Shops and saloons: “Sam Sutherlands had ice cream and a lot of kids went there,” said Eileen Barber Ecker. “It was kind of in the middle of Main Street.” +
“The Mutual Mall used to be Larson’s Furniture,” said Hoelz.
“I miss Boston Store,” said Eileen Ecker. “Penny’s used to be downtown and they had the old cables and you’d send your money up to the second floor in that box.”
“When I was a kid it was $1 a call to see a doctor and that included medicine,” said Hoelz. “When I had my tonsils taken out on the kitchen table the doctor came to the house. The local schoolteacher always roomed with us and we’d walk a mile together to school. One day the doctor came, and I figured something was up, so I locked myself in the bathroom. This Miss Lawrence was our border the teacher and I wouldn’t open the door and she said, ‘Darold you can trust me.’ The minute I opened that door a crack she had her foot in it and then they laid me out on the table and put the mask over my face and now the doctor tells me they came within this much of cutting my vocal cords. It was surely an adventure. It was Dr. Schloemer from Menomonee Falls. A buck a call, no appointment, you went in and sat down just like at the barber shop, waited your turn and the dollar covered your medicine.”
“I lived on the third floor above The Dugout and the tavern had two doors, one right next to the other. The right-hand door went into a room with the tables that was for the women.

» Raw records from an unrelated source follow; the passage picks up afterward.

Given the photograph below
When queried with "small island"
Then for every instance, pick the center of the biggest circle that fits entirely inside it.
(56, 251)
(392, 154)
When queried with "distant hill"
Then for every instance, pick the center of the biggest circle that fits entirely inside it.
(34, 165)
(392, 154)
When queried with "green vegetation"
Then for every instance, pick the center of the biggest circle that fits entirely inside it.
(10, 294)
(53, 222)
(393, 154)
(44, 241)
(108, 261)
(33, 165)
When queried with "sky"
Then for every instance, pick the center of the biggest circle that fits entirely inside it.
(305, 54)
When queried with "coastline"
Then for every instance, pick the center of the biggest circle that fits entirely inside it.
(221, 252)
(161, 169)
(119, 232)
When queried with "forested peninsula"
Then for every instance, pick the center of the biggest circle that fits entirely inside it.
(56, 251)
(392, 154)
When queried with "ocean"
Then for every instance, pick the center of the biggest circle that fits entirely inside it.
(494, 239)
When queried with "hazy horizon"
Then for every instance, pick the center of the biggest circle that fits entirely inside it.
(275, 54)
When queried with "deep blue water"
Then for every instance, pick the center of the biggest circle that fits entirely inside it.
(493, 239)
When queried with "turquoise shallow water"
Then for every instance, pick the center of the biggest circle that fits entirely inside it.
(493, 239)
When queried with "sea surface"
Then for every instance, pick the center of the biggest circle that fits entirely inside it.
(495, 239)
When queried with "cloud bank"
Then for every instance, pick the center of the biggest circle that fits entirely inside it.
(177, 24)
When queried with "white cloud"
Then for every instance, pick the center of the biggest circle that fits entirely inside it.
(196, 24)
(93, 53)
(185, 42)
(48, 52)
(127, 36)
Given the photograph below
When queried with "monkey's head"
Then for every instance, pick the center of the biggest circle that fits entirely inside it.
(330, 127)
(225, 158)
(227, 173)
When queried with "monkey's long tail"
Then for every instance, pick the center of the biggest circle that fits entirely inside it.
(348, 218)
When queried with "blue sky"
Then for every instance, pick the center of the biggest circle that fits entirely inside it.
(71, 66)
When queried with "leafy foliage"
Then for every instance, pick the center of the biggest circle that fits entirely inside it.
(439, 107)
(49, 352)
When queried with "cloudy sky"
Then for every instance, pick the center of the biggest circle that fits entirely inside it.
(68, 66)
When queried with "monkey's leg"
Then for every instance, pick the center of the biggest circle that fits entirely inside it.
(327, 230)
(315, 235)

The left-hand door was the bar room and that was for the men,” said Hoelz. “Women should learn to keep their place in a tavern just like our church men sat on one side and women on the other. We had one German service and one English service. Now it’s Our Saviors UCC in Germantown.”
“Went to the Packer games on Sunday at State Fair Park for $1 and we sat in the bleachers,” Hoelz said. “That was during the Curly Lambeau era. Sunday afternoon you’d ask the fellas what do you want to do? Let’s go down to Milwaukee and go to the Packer game. On the northeast side of Milwaukee, the Brewers played at Borchert Field.”
During the 2017 reunion Marion Otto Ward, 90, remembered teacher Mike Hildebrand who taught citizenship and social studies.
“He’d come over and tap on the desk with his long ruler and he’d say, “Mildred … why aren’t you paying attention?” And I sat there, and he tapped again and said, “Why aren’t you paying attention – what’s wrong with you?” And I said Mildred was my sister and she graduated four years ago; my name is Marion. I’m surprised he didn’t throw me out the window.”